Messages hostiles reçus par certains, agressions physiques et confiscation de matériel pour d’autres. Journalistes locaux et correspondants internationaux ont vécu des jours difficiles en couvrant des rassemblements de soutien au Conseil national pour la sauvegarde de la patrie (CNSP), la junte qui a pris le pouvoir au Niger le 26 juillet 2023, et un point de presse des membres de l’ancien parti au pouvoir.
RSF a recensé au moins trois attaques contre des journalistes entre le 27 et le 30 juillet. Si la junte, en la figure du général Abdourahamane Tiani ne s’est pas encore exprimée sur ces incidents, un membre du Comité de soutien au CNSP, Boubacar Kimba, a recommandé, ce week-end, à la télévision nationale “à suspendre jusqu’à nouvel ordre les médias occidentaux qui relaient des messages de haine et d’intoxication”. Une demande inquiétante non suivie d’effet. Dans un communiqué rendu public le 28 juillet, le bureau du conseil d’administration de la Maison de la presse de Niamey dit “s’inquiéter des velléités d’atteintes à la liberté de la presse et à la sécurité des journalistes.”

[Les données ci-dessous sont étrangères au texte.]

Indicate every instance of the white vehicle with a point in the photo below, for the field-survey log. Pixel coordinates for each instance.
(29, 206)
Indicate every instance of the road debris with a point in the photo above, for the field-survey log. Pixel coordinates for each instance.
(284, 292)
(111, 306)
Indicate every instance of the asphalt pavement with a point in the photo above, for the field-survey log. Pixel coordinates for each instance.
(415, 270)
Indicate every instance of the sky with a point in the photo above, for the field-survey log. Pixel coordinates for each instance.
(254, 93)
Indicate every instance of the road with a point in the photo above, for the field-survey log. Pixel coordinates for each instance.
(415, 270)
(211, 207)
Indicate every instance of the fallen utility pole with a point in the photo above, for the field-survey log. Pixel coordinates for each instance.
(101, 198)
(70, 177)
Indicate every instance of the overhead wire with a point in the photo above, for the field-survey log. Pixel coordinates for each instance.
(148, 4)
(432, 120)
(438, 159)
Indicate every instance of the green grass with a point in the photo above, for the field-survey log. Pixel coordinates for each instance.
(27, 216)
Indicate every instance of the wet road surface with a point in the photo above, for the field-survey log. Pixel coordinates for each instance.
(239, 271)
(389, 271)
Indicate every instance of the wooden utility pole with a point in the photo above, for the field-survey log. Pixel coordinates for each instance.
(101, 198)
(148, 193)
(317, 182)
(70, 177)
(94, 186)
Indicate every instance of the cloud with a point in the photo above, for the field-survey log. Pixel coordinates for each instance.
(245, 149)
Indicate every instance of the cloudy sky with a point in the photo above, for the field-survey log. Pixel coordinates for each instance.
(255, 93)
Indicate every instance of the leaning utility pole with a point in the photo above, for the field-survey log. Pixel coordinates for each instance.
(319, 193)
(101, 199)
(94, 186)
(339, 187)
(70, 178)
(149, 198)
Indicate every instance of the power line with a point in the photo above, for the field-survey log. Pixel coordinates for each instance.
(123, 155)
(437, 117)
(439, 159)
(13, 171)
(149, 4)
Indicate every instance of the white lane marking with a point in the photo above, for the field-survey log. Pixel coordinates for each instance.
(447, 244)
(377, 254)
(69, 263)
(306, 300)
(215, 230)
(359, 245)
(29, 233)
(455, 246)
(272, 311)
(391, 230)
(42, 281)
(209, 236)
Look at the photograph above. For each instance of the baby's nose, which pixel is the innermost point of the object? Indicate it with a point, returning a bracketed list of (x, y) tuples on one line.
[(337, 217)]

« Les atteintes à la liberté de la presse que nous voyons émerger au Niger sont extrêmement inquiétantes. Il était, jusque-là, le seul pays du Sahel central épargné par la présence de militaires au pouvoir. Nous rappelons à la junte que le droit à l’information doit être préservé et respecté. Nous l’appelons instamment à veiller à ce qu’aucun journaliste ne soit plus la cible de manifestants et de forces de sécurité dans ce contexte instable que traverse le pays », a déclaré Sadibou Marong, Directeur du bureau Afrique subsaharienne de RSF.

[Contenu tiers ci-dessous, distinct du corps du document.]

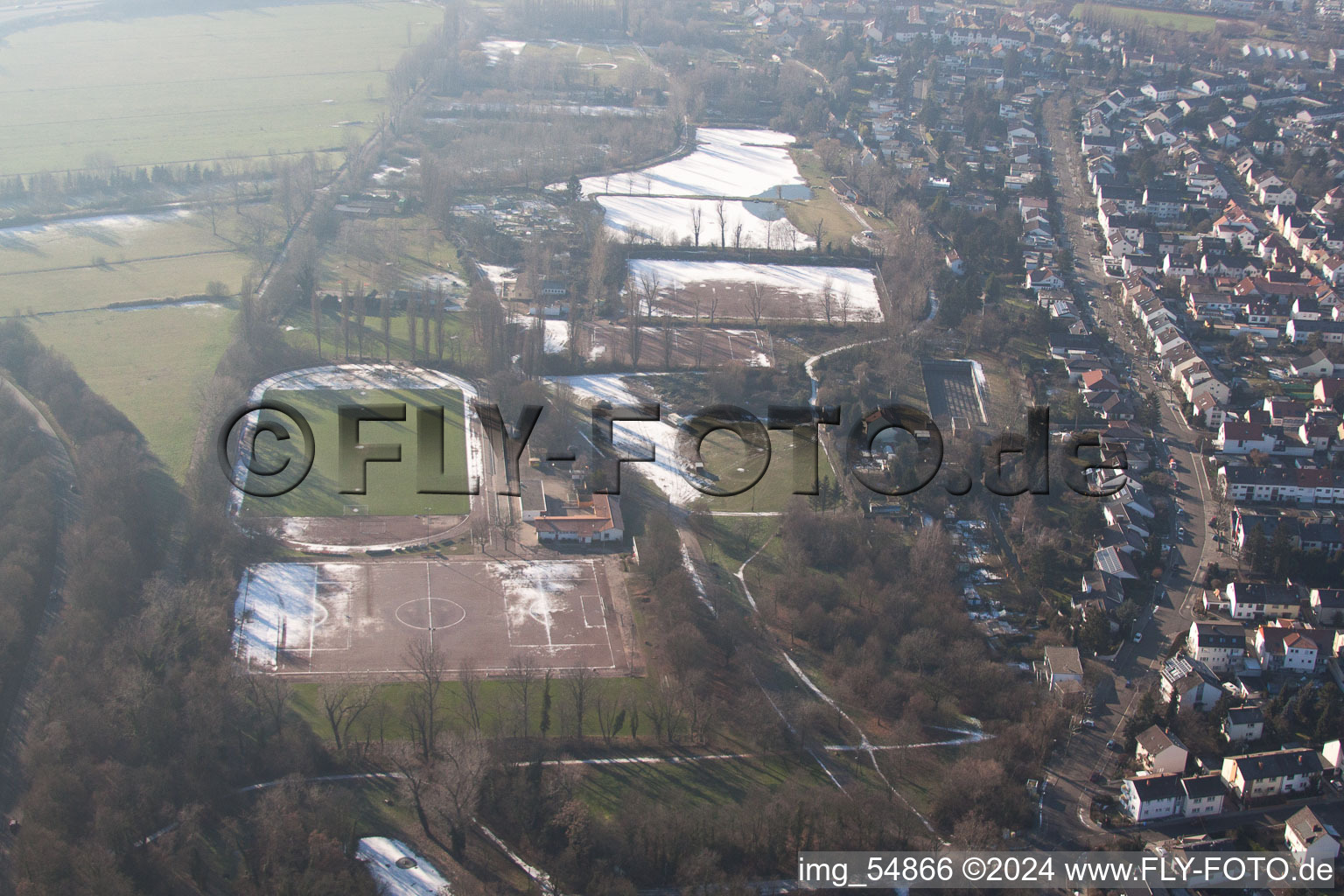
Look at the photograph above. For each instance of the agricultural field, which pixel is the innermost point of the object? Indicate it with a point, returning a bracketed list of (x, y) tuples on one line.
[(255, 82), (789, 291), (732, 462), (837, 223), (110, 260), (150, 363), (390, 488), (398, 253), (1156, 18), (746, 173)]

Alors qu’ils couvraient une marche de soutien à la junte le dimanche 30 juillet, la correspondante de la chaîne d’informations internationales TV5 Monde Anne-Fleur Lespiaut et celui du quotidien français Le Figaro Stanislas Poyet ont reçu plusieurs menaces verbales de la part de manifestants hostiles à la présence de journalistes français.
Deux jours plus tôt, lors d’un point presse au siège de la formation politique du président Mohamed Bazoum – le Parti nigérien pour la démocratie et le socialisme (PNDS-Tarayya) – des individus non-identifiés à ce jour ont attaqué les équipes de la radio-télévision nigérienne Anfani et endommagé une caméra de la télévision privée Bonferey. «Notre équipe s’est retrouvée coincée dans la salle par des manifestants venus disperser l’activité. Nos journalistes et d’autres équipes ont essuyé des coups et des insultes avant de réussir à se faufiler pour s’échapper », a déclaré à RSF l’un des responsables du groupe Anfani, Moussa Modi.
RSF dénonce l’action très nocive des groupes de soutien à la junte, dont les pratiques ressemblent d’ores et déjà fortement aux mécanismes liberticides pour les médias employés dans les pays voisins du Burkina Faso et du Mali à l’arrivée de pouvoirs militaires à la tête du pays, et que l’organisation a analysé dans le rapport Dans la peau d’un journaliste au Sahel. Au regard de ces trajectoires, l’existence d’un régime militaire au Niger, dénoncée au demeurant par la communauté internationale, représente un risque pour les journalistes et la liberté d’informer.
Le Niger occupe la 61e place au Classement mondial de la liberté de la presse établi par RSF en 2023.